Après tout, je comprenais ses craintes d'homme libre et jaloux de sa liberté; je respectais ses terreurs de la terre française,--car c'est une terre française que le pont d'un navire de guerre;--à bord du _Primauguet_, on était en droit de le reprendre, c'était la loi.

«Au moins, dis-je, avez-vous envie de le voir?

--Si j'ai envie de le voir!... mon pauvre petit Yves!

--Allons, c'est bien, je vous l'amènerai. Quand il viendra, je vous demande seulement de lui conseiller d'être sage. Vous me comprenez.... Goulven?»

Ce fut lui alors qui me prit la main, et la serra dans les siennes.

LXXXVI

J'avais accepté de dîner le lendemain chez ce capitaine baleinier. Nous nous étions convenus à merveille. Il n'avait rien de la manière des hommes policés, mais il n'était nullement banal. Et puis, surtout, c'était le seul moyen pour moi d'amener Yves à son bord.

Je m'attendais un peu le lendemain matin, au jour, à trouver le baleinier disparu, envolé pendant la nuit comme un oiseau sauvage. Mais non, on le voyait là-bas à son poste, au large, avec toutes ses franges noires dans ses haubans, se détachant sur le grand miroir circulaire des eaux, qui étaient ce jour-là immobiles, et lourdes, et polies, comme des coulées d'argent.
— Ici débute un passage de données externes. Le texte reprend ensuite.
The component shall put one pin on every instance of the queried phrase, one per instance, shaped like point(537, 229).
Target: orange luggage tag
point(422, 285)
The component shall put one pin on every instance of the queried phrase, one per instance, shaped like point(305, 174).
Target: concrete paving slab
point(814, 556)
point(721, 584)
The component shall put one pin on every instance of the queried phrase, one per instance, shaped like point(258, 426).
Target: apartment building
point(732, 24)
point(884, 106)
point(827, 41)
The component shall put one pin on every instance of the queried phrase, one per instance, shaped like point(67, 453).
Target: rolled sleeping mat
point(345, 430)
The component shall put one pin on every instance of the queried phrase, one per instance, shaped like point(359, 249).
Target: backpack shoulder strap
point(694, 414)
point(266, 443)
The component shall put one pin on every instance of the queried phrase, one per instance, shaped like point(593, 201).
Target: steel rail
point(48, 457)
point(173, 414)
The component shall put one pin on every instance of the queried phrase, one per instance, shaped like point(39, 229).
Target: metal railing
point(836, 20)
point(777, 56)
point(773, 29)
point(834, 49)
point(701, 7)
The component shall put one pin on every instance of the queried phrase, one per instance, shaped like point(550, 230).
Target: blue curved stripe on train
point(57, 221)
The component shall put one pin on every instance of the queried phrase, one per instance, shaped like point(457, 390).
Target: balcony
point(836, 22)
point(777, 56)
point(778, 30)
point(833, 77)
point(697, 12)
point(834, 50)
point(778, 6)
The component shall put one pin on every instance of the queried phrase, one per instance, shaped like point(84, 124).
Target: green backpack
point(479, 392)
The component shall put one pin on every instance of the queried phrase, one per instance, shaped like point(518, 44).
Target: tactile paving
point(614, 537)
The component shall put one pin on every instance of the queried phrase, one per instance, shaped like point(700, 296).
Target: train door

C'était sérieux, cette invitation, et on m'attendait. Par précaution, le commandant avait voulu que les canotiers qui me mèneraient fussent armés et restassent là, tout le temps avec moi. Justement cela tombait à merveille pour Yves, et je le pris comme patron.

LXXXVII

Le capitaine me reçoit à la coupée, en tenue assez correcte de Yankee; la _chola_, transformée, porte une robe en soie rose, avec un collier magnifique en perles des îles Pomotou; j'admire combien elle est belle et combien sa taille est parfaite.

Nous voici dans le logis aux étonnantes murailles bardées de fer. Il y fait sombre et lourd; mais, par les petites fenêtres épaisses, on voit resplendir des choses qui semblent enchantées: une mer d'un bleu laiteux et d'un poli de turquoise, une île lointaine, d'un violet rose d'iris, et de tout petits nuages orangés flottant dans un profond ciel d'or vert.

Après, quand on a détourné ses yeux de ces petites fenêtres ouvertes, de ces contemplations de lumière, on retrouve plus étrange le logis bas, irrégulier sous ses énormes solives, avec son arsenal de revolvers, de coups-de-poing, de lanières et de fouets.

On mange à ce dîner des conserves de San-Francisco, des fruits exquis de l'île Tonga-Tabou, des _aiguilles_, qui sont de petits poissons fins des mers chaudes; on boit des vins de France, du _pisco_ péruvien et des liqueurs anglaises.